Akan tetapi, yang bersangkutan menolak permintaan tersebut. “Pakai dulu pak rompinya,” kata penyidik berbaju hitam. “Sudah lah. Kan tadi katanya biar cepat,” ujar Roy Suryo sambil tersenyum.
Oleh karena itu, ia cuma memakai kemeja batik berwarna hitam dengan corak kuning berlengan panjang.
“SOP tidak pernah mengatakan harus itu. Seperti masuk tadi keluarnya begini juga, enggak usah pakai rompi-rompi. KPK aja sekarang enggak pamerin tersangkanya,” sahut pengacara Roy, Ahmad Khozinudin.
Pada akhirnya, Roy melangkah keluar dari Mapolda Metro Jaya tanpa mengenakan pakaian tahanan.
Ia memasuki mobil tahanan kemudian tangannya memegang bagian atap mobil.
Ia seketika mengepalkan tangan ke arah atas lalu mengumandangkan takbir. “Allahu Akbar!” teriak dia. “Terus semangat! Merdeka!” teriaknya dua kali.
Tidak berselang lama, Tifa menyusul berjalan di belakangnya.
Berbeda halnya dengan Roy, Tifa tampak masih memakai baju tahanannya.
Pihak Polda Metro Jaya menetapkan delapan orang selaku tersangka dalam perkara tuduhan ijazah palsu Jokowi usai menempuh proses penyidikan yang panjang.
Secara umum, delapan orang tersangka tersebut dijerat lewat Pasal 27A serta Pasal 28 UU Informasi dan Transaksi Elektronik (ITE), dan juga Pasal 310 dan/atau 311 KUHP dengan ancaman hukuman penjara paling lama 6 tahun.
Para tersangka ini selanjutnya dipisahkan ke dalam dua kelompok sesuai dengan tindakan yang diperbuat.

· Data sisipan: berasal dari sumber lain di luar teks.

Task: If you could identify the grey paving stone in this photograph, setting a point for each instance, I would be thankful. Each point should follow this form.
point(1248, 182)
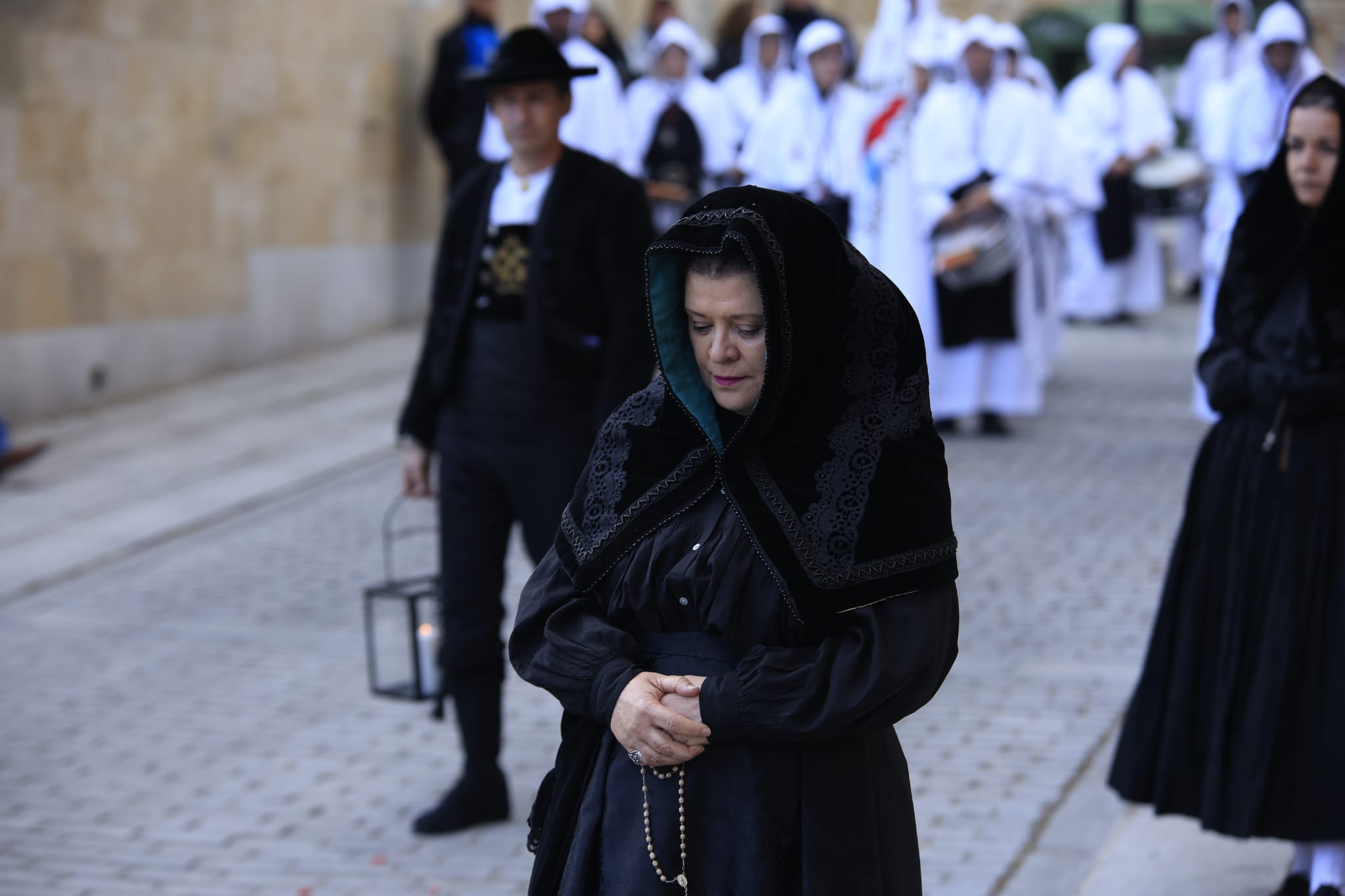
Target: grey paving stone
point(197, 719)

Kelompok pertama turut dijerat menggunakan Pasal 160 KUHP atas dugaan penghasutan demi berbuat kekerasan kepada pihak penguasa umum.
Nama Eggi Sudjana, Kurnia Tri Royani, Rizal Fadillah, Rustam Effendi, beserta Damai Hari Lubis dimasukkan ke dalam kelompok ini.
Sementara itu, kelompok kedua berisikan Roy Suryo, Rismon Sianipar, serta Tifauzia Tyassuma.
Mereka semua dijerat Pasal 32 ayat (1) serta Pasal 35 UU ITE mengenai tindakan menghapus atau menyembunyikan, dan juga memanipulasi dokumen elektronik.
Seiring bergulirnya perkara ini, status tersangka yang disandang Eggi Sudjana serta Damai Hari Lubis dicabut usai Surat Perintah Penghentian Penyidikan (SP3) dikeluarkan.
Dua orang tersebut merampungkan masalah hukumnya lewat jalur restorative justice.
Kemudian, Rismon Sianipar yang berasal dari kelompok dua ikut menempuh langkah yang sama seperti keduanya.
Ia mengakukan bahwa sudah keliru dalam proses penelitian yang dilakukannya mengenai ijazah Jokowi.